On 19/08/2003 14:23, Mark Davis wrote:
Three points.
First, While we try to make the the UCA collation table (DUCET) as reasonable as possible for the main languages of a given script, it is not guaranteed to produce the correct sorting for any particular language. The UCA *is* designed so that it provides a default base ordering for all of Unicode, and individual languages can be given tailorings of the DUCET that handle the specifics of their string comparison requirements.
Thus if there are changes that improve the handling of the UCA for the major
languages using a given script, and do not destabilize others, those are
candidates for change in a version. For example, if it turned out that a
particular Tamil character (or sequence of characters!) was not sorted correctly
according to the DUCET (e.g. on http://www.unicode.org/charts/collation/beta/),
then it would be a candidate, and should be submitted on the form.
Understood. On this basis, the DUCET sorting for the Hebrew block should be based on the requirements for modern Hebrew, with Yiddish, Ladino etc also being taken into acount.

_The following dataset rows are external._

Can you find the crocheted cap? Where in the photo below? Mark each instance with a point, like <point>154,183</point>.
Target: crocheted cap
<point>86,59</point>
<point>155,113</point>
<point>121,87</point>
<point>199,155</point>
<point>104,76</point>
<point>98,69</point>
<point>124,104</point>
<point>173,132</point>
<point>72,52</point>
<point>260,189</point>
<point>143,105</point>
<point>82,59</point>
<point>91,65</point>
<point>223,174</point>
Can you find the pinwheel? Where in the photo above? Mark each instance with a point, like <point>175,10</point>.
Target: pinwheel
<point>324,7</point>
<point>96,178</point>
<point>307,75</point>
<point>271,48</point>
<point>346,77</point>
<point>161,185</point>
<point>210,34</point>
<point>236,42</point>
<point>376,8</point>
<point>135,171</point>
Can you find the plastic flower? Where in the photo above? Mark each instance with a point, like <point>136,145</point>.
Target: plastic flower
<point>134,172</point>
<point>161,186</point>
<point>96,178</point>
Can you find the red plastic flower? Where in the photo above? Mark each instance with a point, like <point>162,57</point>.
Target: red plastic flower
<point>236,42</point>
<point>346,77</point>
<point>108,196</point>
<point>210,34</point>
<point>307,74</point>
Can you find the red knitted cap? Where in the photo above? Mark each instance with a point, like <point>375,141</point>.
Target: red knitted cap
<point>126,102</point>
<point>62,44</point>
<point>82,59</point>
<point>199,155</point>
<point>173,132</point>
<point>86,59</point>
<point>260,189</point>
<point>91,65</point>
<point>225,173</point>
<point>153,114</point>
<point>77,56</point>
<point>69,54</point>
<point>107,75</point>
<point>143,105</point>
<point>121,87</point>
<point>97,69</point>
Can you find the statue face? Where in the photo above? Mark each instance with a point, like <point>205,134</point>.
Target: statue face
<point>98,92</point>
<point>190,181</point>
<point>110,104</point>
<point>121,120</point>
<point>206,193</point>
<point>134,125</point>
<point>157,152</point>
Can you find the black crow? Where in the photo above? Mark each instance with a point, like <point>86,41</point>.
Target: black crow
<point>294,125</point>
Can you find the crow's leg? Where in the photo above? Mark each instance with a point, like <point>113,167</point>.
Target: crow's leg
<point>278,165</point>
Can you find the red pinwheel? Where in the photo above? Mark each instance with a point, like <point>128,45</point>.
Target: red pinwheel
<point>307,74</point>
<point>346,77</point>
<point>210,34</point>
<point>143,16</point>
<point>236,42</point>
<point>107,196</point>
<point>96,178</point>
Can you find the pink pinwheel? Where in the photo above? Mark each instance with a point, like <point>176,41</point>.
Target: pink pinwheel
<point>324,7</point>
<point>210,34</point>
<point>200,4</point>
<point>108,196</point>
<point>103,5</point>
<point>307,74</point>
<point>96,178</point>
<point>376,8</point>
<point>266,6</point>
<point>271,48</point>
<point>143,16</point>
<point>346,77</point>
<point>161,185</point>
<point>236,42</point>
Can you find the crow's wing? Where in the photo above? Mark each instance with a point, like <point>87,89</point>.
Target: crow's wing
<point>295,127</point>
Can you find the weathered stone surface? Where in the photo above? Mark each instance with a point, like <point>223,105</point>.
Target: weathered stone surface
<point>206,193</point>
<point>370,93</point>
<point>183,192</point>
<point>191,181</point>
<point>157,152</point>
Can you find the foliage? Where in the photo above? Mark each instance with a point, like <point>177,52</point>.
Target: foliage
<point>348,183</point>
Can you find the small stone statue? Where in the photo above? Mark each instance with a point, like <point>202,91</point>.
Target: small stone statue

Second, we do and should favor modern language communities when making
incompatible tradeoffs. So if we have the choice between making French sort
correctly without tailoring, or have Latin sort correctly without tailoring, we
should choose the modern community. The Latin community can always use a
tailored UCA, in any event.
Understood. I accept the primacy of the modern language in this case. There may be some issues on which the modern language has no preference, especially for characters only used in older Hebrew, and in such cases it would make sense to follow the preferences of ancient Hebrew scholars. If it becomes necessary to use a tailored UCA for biblical work, so be it, but I would prefer not to. We have come close to having to use a separate set of vowels for biblical Hebrew simply because decisions were rushed and then frozen on the basis of modern Hebrew requirements. I don't want any danger of falling into the same kind of trap with collation.

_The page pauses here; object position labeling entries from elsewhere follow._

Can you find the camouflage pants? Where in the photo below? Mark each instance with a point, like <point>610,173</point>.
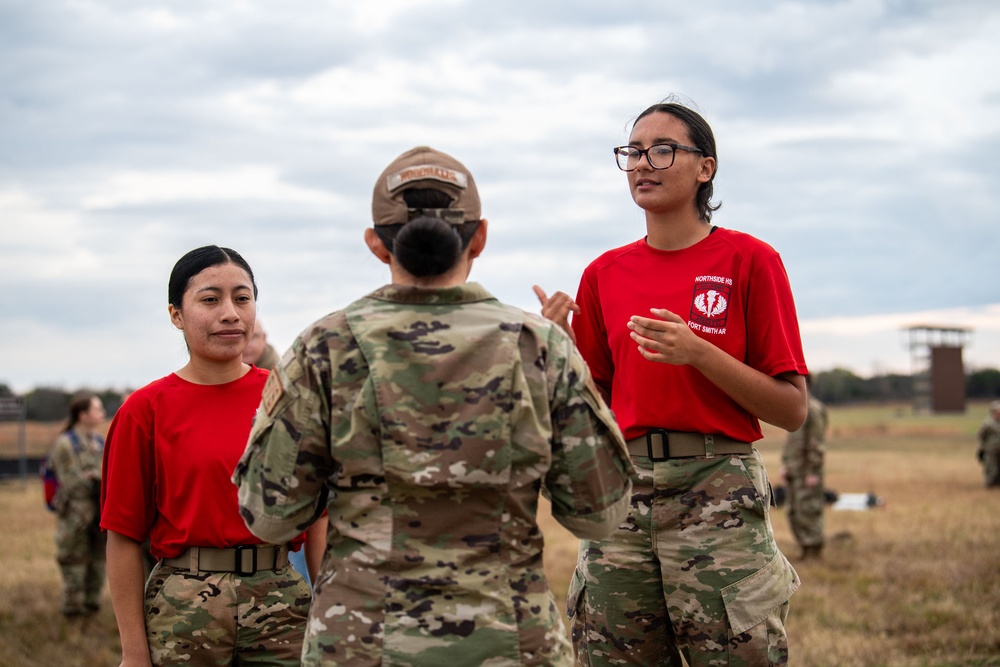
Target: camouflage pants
<point>805,512</point>
<point>693,571</point>
<point>221,618</point>
<point>80,552</point>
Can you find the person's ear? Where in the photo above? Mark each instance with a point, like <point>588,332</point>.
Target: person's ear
<point>478,242</point>
<point>374,243</point>
<point>176,318</point>
<point>707,169</point>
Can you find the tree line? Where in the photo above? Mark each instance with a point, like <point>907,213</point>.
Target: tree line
<point>836,386</point>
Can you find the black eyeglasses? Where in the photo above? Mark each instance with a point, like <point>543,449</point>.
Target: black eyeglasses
<point>659,156</point>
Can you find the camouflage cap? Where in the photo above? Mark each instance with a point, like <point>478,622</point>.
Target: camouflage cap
<point>424,167</point>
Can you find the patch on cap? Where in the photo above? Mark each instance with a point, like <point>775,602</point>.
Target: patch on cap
<point>423,172</point>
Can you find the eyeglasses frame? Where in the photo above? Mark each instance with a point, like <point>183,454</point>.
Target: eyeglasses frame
<point>645,151</point>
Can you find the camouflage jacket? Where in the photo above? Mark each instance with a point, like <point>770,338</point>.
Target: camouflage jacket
<point>427,421</point>
<point>989,434</point>
<point>805,449</point>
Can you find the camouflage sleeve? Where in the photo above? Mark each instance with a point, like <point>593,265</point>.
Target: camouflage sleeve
<point>590,480</point>
<point>281,475</point>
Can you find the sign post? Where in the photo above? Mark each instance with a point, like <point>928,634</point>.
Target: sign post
<point>14,407</point>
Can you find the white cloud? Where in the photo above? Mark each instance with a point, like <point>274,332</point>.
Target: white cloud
<point>246,184</point>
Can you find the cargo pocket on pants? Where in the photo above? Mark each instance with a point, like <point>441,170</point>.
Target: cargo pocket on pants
<point>749,601</point>
<point>575,595</point>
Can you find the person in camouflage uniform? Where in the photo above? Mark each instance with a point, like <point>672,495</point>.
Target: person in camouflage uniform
<point>80,544</point>
<point>989,445</point>
<point>802,470</point>
<point>217,595</point>
<point>692,334</point>
<point>259,352</point>
<point>427,417</point>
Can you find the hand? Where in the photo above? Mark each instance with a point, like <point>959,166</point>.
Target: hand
<point>557,308</point>
<point>667,340</point>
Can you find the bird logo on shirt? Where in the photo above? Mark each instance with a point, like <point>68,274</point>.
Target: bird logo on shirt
<point>711,304</point>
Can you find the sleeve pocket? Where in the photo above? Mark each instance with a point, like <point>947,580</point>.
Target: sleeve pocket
<point>750,600</point>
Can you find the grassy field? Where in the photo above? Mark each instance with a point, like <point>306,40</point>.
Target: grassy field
<point>914,583</point>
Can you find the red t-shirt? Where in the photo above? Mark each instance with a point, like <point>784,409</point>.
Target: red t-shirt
<point>168,459</point>
<point>733,291</point>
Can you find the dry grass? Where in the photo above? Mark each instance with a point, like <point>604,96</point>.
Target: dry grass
<point>915,583</point>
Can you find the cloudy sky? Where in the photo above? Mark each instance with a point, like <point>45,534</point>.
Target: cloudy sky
<point>860,138</point>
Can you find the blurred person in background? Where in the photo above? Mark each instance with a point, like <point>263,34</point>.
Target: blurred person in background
<point>427,417</point>
<point>989,445</point>
<point>262,354</point>
<point>259,352</point>
<point>218,595</point>
<point>80,544</point>
<point>802,470</point>
<point>691,334</point>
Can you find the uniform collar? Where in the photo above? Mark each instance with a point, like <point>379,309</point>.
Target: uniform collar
<point>467,293</point>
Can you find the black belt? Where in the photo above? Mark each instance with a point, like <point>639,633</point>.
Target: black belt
<point>244,560</point>
<point>660,445</point>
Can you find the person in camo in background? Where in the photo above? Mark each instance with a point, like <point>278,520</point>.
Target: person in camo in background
<point>217,595</point>
<point>76,459</point>
<point>259,352</point>
<point>691,331</point>
<point>802,470</point>
<point>989,445</point>
<point>427,417</point>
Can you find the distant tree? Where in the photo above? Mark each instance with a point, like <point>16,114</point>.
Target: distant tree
<point>839,386</point>
<point>983,383</point>
<point>891,387</point>
<point>47,404</point>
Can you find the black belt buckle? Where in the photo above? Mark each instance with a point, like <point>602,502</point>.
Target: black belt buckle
<point>666,444</point>
<point>252,548</point>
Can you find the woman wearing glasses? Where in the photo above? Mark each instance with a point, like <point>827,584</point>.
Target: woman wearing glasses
<point>691,333</point>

Third, there is often a serious confusion between sorting weight and canonical
ordering. The fact that a grave accent precedes a cedilla in canonical order is
*completely independent of* whatever collation weights each of them has, either
in a tailoring or in the DUCET. The only substantive issue is how each of these
sorts separately or in combination. And making the combination (sequence) of
grave and cedilla sort before grave, after grave, before cedilla, or after
cedilla are all possible; all of those can be handled by the UCA as
contractions. See http://www.unicode.org/reports/tr10/tr10-10.html for more
information.
Yes, I understand that the collation weights are quite independent of the canonical combining classes. But collation does become trickier when the canonical ordering is not the expected one, because of the assumption that collation is based on the order of the string i.e. based on the first character, then the second etc.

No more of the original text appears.